Pour comprendre comment un cartel (une entente) peut fixer un prix uniforme pour un produit donné (homogène - il ne s’agit pas ici de différenciation), il faut examiner la stratégie du cartel. Les membres du cartel vont confronter leurs coûts unitaires "globaux" (comme si ils étaient une seule et même entreprise) et confronter ces coûts unitaires à la demande de marché. Ils sont alors dans la position du monopole et ils vont donc bénéficier de la rente collective liée à la fixation d'un prix (recette moyenne) nettement supérieur au coût marginal. Il faudra alors décider du partage de cette rente de monopole. Ce partage est une source de conflits et les ententes ou cartels sont fondamentalement instables.

Si les prix des facteurs de production n’augmentent pas lorsque le cartel s’élargit, la courbe de coût marginal est la somme horizontale des courbes de coût marginal des diverses firmes et il en va de même de la courbe de coût moyen.
Puisque le secteur est un oligopole la demande est entièrement adressée à ces entreprises, et comme pour le monopole elle est décroissante avec le prix ce qui explique la forme des recttes moyennes (les prix) et marginales.
Ici, la production qui maximise le profit global des membres du cartel est Q0. de manière à ce que le coût marginal soit égal à la recette marginale (avant il y a un profit marginal positif, après le profit marginal est négatif). Le prix correspondant sera donc P0, qui est le prix du monopole.

Le cartel doit aussi répartir entre ses membres le total des ventes du secteur. Si l’objet du cartel est de maximiser son profit global, il répartit les ventes entre les firmes de telle sorte que soient égaux les coûts marginaux de chacune d elles. Le cartel pourrait procéder autrement et gagner davantage d’argent en répartissant la production entre les firmes de façon à réduire le coût de la production globale du cartel. Si le coût marginal de la firme F1 est plus élevé que celui de la firme F2, le profit global sera accru en transférant une partie de la production de F1 vers F2.

Mais cette nouvelle répartition n’aura sans doute pas lieu, car les décisions du cartel sont le résultat de négociations entre des firmes dont les intérêts et les capacités sont divers.
C’est en fait une négociation politique où ces firmes tentent d’user de leur influence.

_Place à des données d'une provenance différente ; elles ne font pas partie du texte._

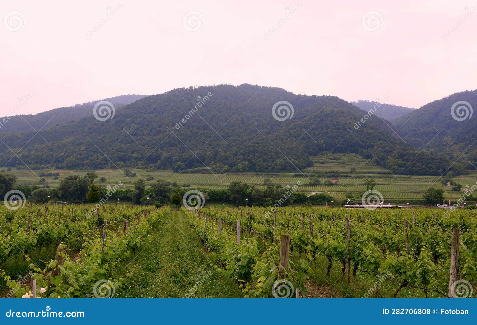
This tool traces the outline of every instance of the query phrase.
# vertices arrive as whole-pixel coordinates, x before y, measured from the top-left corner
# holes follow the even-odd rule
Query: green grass
[[[430,187],[440,187],[446,191],[445,196],[447,199],[455,199],[461,197],[463,192],[453,192],[448,186],[441,185],[441,179],[437,176],[408,176],[399,175],[394,177],[387,170],[367,160],[356,154],[335,153],[329,155],[321,155],[312,157],[315,164],[302,171],[293,173],[227,173],[216,175],[212,174],[175,173],[171,171],[150,171],[138,169],[134,171],[136,176],[130,178],[130,180],[125,178],[121,171],[114,169],[105,169],[96,171],[100,177],[104,176],[106,181],[100,183],[98,179],[96,183],[100,186],[108,185],[114,186],[121,181],[122,188],[131,188],[133,182],[139,178],[145,179],[148,176],[154,178],[154,181],[146,181],[150,184],[158,179],[162,179],[171,182],[176,182],[179,186],[183,184],[190,184],[191,189],[201,188],[205,189],[223,189],[227,188],[232,182],[246,182],[260,188],[265,188],[264,180],[270,178],[273,181],[284,185],[296,184],[300,182],[303,185],[298,190],[300,192],[311,193],[313,192],[328,192],[337,200],[344,199],[346,192],[363,193],[366,191],[363,183],[365,178],[373,178],[377,183],[374,189],[380,191],[383,195],[385,202],[391,203],[405,203],[407,201],[418,200],[422,198],[423,192]],[[355,168],[356,172],[353,174],[351,169]],[[42,171],[33,171],[39,174]],[[123,172],[124,171],[123,170]],[[52,177],[42,177],[51,187],[57,187],[60,180],[70,175],[83,174],[85,171],[75,171],[67,170],[56,170],[52,168],[45,171],[45,173],[58,172],[60,173],[59,179],[53,180]],[[26,169],[12,169],[11,172],[18,177],[18,183],[23,184],[41,185],[42,183],[31,171]],[[294,174],[301,174],[300,177],[296,177]],[[305,185],[308,181],[304,177],[311,174],[316,176],[325,174],[319,178],[322,182],[329,179],[330,175],[336,173],[340,173],[337,185],[333,186],[309,186]],[[472,186],[477,182],[477,173],[459,176],[455,180],[463,186]]]
[[[151,240],[142,250],[117,268],[118,274],[130,276],[114,297],[181,298],[188,294],[192,298],[243,297],[233,280],[222,277],[210,265],[184,213],[174,211],[170,216],[155,225]],[[202,283],[197,285],[199,279]]]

Celles qui ont le plus de poids et les meilleurs négociateurs sont susceptibles de bénéficier des plus forts quota de vente, même si cela doit relever le coût global du cartel. De même, on peut penser que des firmes dont les coûts sont élevés auront des quotas de ventes plus importants que ce qu’éxigerait une minimisation des coûts, car elles n’accepteront pas les petits quotas que justifierait cependant leur position. Dans la pratique, les ventes sont souvent attribuées en fonction des ventes passées, ou de la capacité de production. Il arrive aussi que le marché du produit soit divisé en zones géographiques, chaque firme ayant son secteur d’activité dans tel pays ou telle région.

Une firme qui abandonne un cartel - ou qui triche en secret - peut accroître son profit tant que les autres firmes ne font pas de même et tant que le cartel n’inflige pas de pénalité. Mais si toutes les firmes agissent de la même façon, le cartel se désagrège. L’existence même d’un cartel est donc constamment menacée. Ses membres sont incités à ne pas observer ses règles et, si certains le font, d’autres peuvent les imiter. Les rabais occultes consentis par certains tricheurs, ou même ouvertement par des protestataires, réduisent les ventes des membres fidèles, qui sont ainsi poussés à faire comme eux. En fin de compte, le cartel peut disparaître. L’exemple le plus évident de ces difficultés est probablement celui représenté par les stratégies des pays membres de l’OPEP depuis plus de trente ans.